Schiaparelli e il surrealismo

The Victoria and Albert Museum

Scopri il genio artistico di Elsa Schiaparelli e come questo ha trasformato la moda.

Provocatrice per vocazione, la stilista Elsa Schiaparelli si divertiva a sfidare le nozioni che costituiscono la base di un abito.
La stilista lavorava rispettando i confini della sartoria tradizionale ma amava giocare con le silhouette classiche aggiungendo dettagli sovversivi quali stampe, ricami, abbellimenti o materiali inusuali, che hanno reso i suoi capi delle vere e proprie dichiarazioni di stile.
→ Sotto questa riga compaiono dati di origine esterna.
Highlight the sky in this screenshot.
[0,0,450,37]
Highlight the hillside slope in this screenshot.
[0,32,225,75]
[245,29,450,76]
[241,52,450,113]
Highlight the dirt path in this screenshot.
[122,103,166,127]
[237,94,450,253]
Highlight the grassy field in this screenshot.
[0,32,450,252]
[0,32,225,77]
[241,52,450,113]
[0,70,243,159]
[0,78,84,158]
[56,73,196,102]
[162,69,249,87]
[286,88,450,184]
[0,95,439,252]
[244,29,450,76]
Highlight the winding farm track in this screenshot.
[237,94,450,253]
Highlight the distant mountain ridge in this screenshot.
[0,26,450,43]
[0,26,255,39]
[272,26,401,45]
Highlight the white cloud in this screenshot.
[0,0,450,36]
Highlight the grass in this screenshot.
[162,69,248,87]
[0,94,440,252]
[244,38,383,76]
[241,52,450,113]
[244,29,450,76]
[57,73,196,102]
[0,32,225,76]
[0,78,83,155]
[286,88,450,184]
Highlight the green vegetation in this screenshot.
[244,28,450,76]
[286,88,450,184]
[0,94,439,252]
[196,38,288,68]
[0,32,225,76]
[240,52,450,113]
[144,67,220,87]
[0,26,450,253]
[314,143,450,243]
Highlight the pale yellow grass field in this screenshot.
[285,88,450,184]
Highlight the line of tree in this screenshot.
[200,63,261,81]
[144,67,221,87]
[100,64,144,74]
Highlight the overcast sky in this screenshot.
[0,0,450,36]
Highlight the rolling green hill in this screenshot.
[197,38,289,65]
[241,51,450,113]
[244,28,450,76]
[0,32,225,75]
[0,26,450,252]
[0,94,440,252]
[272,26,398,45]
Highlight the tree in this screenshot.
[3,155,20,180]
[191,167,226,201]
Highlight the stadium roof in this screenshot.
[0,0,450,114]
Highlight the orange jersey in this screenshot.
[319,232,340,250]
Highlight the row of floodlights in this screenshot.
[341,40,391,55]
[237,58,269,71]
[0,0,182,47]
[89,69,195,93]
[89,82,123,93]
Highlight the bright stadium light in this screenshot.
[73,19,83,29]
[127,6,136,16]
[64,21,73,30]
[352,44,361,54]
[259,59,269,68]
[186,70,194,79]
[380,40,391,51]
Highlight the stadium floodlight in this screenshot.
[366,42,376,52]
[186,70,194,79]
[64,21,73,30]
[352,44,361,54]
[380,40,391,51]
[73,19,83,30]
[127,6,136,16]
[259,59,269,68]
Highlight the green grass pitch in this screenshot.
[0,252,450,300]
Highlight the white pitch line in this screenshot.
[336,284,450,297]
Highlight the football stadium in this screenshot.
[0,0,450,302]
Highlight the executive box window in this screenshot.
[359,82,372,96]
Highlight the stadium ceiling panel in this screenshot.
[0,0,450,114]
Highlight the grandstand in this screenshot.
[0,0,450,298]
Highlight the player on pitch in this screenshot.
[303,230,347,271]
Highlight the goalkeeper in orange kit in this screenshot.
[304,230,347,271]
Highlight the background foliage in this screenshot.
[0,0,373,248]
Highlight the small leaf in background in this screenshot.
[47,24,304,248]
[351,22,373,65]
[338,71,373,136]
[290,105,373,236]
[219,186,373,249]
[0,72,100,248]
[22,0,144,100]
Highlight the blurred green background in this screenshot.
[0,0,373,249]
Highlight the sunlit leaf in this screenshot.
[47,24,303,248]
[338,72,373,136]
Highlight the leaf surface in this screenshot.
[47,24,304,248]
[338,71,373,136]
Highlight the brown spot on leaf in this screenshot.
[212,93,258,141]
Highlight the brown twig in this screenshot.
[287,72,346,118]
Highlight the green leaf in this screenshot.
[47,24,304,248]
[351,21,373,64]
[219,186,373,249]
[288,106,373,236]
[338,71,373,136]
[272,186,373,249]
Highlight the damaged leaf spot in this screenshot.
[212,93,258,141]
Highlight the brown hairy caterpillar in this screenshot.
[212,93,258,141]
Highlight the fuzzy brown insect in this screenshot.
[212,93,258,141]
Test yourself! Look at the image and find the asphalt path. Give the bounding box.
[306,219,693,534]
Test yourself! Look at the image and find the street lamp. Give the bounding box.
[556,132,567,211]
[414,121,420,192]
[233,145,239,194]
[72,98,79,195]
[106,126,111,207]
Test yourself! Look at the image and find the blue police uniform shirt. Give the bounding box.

Tali dettagli, che possono sembrare delle aggiunte forse bizzarre o ridicole, invitano l'osservatore a guardare e riguardare i suoi capi più volte.
"Nel surrealismo come nella moda, il corpo si intreccia con la fantasia e la sua immagine viene letteralmente ricreata." Ghislaine Wood, "The Surreal Body: Fetish and Fashion"
La Schiaparelli era attratta dalla libertà immaginativa nell'opera degli artisti surrealisti, con i quali aveva stretto amicizia negli ambienti della vita sociale parigina portando a termine numerosi progetti di collaborazione. La fissazione del surrealismo per le rappresentazioni corporee e i ritratti del corpo diede vita a delle naturali connessioni con il mondo della moda.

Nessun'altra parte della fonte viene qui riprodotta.